3.5 Using NumPy with pandas
You can apply NumPy functions directly on Series:
import numpy as np
ppg = nba[nba["player_name"] == "Stephen Curry"]["pts"]
np.mean(ppg), np.max(ppg)
(24.7, 24.7)
3.6 Quick Info & Stats
Shape and Size
nba.shape
(12844, 22)
nba.size
282568
Descriptive Stats
nba.describe()
age player_height player_weight pts count 12844.000000 12844.000000 12844.000000 12844.000000 mean 26.558969 200.691805 98.458500 6.410342 std 5.124638 8.901298 13.541020 5.969174 min 19.000000 160.02 59.874720 0.000000
3.7 Sampling & Frequency
Random Samples
nba.sample(3)
player_name team_abbreviation 5629 Joe Smith MIN 10284 Chris Paul HOU 6555 Greg Ostertag UTA
Value Counts
nba["college"].value_counts().head()
Kentucky 128 Duke 120 North Carolina 115 Kansas 100 Arizona 99
Unique Values
nba["team_abbreviation"].unique()
['HOU' 'WAS' 'VAN' 'LAL' 'DEN' 'UTA' 'PHI' 'PHX' 'MIA' ... ]
Top Scorers
nba.sort_values(by="pts", ascending=False).head()

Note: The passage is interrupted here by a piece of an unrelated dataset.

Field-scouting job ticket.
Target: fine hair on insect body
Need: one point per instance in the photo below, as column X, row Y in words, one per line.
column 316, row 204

player_name pts 1091 Luka Doncic 27.4 0 LeBron James 27.1 1221 Trae Young 25.3 1232 Ja Morant 25.0 1174 Kevin Durant 26.0
In this chapter, we practiced filtering rows, updating columns, and applying key pandas functions to explore NBA data. These skills are foundational to finding insights in any dataset.